This is not important to the story, but I really can’t remember how it was that my group ended up a few hundred meters ahead of me. Maybe I wasn’t paying attention or perhaps I was focused on unraveling the tinfoil wrapper of my dried dates, but there they were, way up the road and dangerously close to going out of sight.
This is where painful decisions need to be made. You really have two choices:
- Stay resigned to your fate and keep riding alone, knowing that another group will sweep you up eventually.
- Gather all the courage you can and bridge that gap.
At the protest of my lungs, heart and soul, my brain went for #2.
Step One: At first I just picked up the pace and tried to reel them in slowly. This worked, I guess, but it became evident real quick that it would have taken ages and I probably wouldn’t have had the energy to keep it up till I reached them.
Step Two: Go back to thought process and…incredibly…choose #2 again.
Step Three: New strategy. This time I would sprint all out, quickly putting myself into the red, then just keep it up till I began to whimper.
Step Four: ‘Rest’.
Step Five: Repeat steps 3 and 4, edging closer in mini stages, till I either I spontaneously combusted or bridged that gap.
I bridged the gap, I’ll have you know, and it was the sweetest rear wheel I had ever latched onto once I did.
11 thoughts on “The Gap”
You wont get that on a home trainer
Swinging off a wheel is an art in itself…

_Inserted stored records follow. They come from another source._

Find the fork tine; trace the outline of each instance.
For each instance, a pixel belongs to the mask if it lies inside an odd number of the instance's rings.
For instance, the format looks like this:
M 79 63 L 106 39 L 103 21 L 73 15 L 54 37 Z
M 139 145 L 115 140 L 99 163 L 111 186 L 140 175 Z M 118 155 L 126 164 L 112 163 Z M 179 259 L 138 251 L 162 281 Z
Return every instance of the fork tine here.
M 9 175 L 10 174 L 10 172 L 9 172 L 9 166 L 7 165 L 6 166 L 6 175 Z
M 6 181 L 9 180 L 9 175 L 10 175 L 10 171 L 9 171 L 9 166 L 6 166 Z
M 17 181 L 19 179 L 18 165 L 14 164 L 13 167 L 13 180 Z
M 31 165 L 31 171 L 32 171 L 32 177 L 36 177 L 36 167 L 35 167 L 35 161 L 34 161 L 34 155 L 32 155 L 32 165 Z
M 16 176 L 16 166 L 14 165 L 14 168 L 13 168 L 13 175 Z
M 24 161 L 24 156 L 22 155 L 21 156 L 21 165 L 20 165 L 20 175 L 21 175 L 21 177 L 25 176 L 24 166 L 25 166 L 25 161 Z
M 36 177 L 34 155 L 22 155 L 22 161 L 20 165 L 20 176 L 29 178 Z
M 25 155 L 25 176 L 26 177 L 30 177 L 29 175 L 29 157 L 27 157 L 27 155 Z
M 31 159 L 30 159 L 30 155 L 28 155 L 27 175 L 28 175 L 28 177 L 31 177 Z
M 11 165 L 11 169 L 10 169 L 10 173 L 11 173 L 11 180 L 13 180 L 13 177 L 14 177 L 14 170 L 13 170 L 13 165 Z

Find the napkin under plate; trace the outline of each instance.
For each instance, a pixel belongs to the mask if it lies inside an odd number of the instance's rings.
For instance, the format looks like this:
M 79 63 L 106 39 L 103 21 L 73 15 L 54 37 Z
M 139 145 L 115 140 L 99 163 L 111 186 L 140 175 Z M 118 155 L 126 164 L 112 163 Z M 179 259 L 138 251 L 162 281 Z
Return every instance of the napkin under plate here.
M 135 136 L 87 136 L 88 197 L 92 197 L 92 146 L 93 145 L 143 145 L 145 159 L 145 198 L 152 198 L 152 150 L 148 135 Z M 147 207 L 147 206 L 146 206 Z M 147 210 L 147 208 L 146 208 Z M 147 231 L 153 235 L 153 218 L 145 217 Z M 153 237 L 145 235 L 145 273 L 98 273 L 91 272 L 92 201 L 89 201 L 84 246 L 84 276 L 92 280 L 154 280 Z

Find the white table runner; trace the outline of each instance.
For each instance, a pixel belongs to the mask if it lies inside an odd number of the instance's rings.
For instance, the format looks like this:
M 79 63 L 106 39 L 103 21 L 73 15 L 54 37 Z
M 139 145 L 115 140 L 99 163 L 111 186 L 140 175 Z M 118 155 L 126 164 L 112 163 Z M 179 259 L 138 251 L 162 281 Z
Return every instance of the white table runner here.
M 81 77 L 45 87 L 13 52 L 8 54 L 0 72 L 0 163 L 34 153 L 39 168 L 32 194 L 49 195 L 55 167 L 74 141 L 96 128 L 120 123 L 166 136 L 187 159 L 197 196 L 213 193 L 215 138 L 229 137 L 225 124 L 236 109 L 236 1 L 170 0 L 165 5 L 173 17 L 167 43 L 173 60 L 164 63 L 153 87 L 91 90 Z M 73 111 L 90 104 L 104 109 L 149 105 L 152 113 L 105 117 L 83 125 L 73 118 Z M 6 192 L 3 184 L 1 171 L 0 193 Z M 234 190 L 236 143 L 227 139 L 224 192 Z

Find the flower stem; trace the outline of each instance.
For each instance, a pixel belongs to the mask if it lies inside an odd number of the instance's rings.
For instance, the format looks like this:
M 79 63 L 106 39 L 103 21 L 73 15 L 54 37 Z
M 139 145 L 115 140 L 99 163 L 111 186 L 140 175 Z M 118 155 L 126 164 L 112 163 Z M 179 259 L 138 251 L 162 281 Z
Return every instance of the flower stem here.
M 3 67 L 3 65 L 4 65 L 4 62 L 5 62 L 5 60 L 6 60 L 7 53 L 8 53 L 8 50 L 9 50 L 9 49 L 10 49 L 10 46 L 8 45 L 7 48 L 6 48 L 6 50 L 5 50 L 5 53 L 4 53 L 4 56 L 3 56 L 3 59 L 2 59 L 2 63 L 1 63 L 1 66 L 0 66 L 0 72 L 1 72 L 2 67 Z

Group training (with the local hards)is your only man
So true, team training should be an upcoming project. We are waiting for your vicious cycle training manual that you are building, no not the Coach Rob one, the one with all the lessons and steps condensed into Racing for ……….
No, no matter how hard I try on the trainer, the imaginary bunch in front of me never gets away. You’re spot on.
Roan is right. Yesterday was the first real Club Ride of the year. no one with less than 3000 km in the legs. Most 10 days on mallorca. in this flatlands there is another Step 0: Judge the Wind.
The guys were kind and rolled along for while after the sprint. so I caught them. On the final little climb I found out my new HF Max. this, I would never ever do alone
Too true, Carsten. Even riding with just one buddy is enough to make me work harder than when I’m alone.
Love this post. I was caught in a similar situation last night, went for option #2, and almost caught up to that wheel until I was gapped by another rider that dropped. Option #2 was no longer an option.
It’s one of the few times that it has worked for me, Aaron. Usually the group ahead is riding far too fast.
Kudos, that is not an easy thing to do solo.
Certainly not easy, Suze. Thankfully the pain went away once my loneliness did!
Impressive. I can’t say I’ve ever been able to do that despite more than one attempt. When I am spit out the back, I tend to stay there. If I expend too much energy trying to latch on again, I find I am so spent I can’t even keep up with the next group that comes along.
I know what you mean, Steve, and I haven’t bridged all the gaps I’ve attempted, that’s for sure. I just couldn’t stomach more solitude on that day so needed to find some company!